There's plenty of generic chips out there, and no name manufacturers making commodity garbage. Apple doesn't need to play in that market.
Performance? The benchmarks say the Mac is in another class. There are plenty of use-cases that can leverage it. I can't; Windows is absolutely higher performance for my use-cases. Maybe its the animations. Maybe its Rosetta, as great as it is? Its definitely Counter-Strike 2 removing Mac support; its definitely Nvidia hardware acceleration in CAD applications. People use their computers in different ways; not everyone is viewing 8 streams of 4K RAW footage in their video editor.
You weren't around in the 1990s...
Why? You could still buy the real thing. This would not detract anything from your user experience.
Apple is a hardware company, the OS is what makes it possible to use the hardware. One without the other does not make sense given that model. It's like saying "I wish Nintendo would license switch hardware and OS out to other people".

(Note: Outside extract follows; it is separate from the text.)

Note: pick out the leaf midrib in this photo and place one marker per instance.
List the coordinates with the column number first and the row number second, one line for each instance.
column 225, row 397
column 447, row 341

> Heck, if I'm really dreaming... a stripped-down iOS specifically for IoT devices could be a huge, huge market.
That’s effectively what runs the HomePods and AppleTV.
Have you seen Zephyr? [0]
They don't even let the owners of their iphones run their own software without asking permission.
I don't think they're suggesting go full on wintel with every major computer manufacturer having a free for all making a same but slightly different styling and slightly different quality.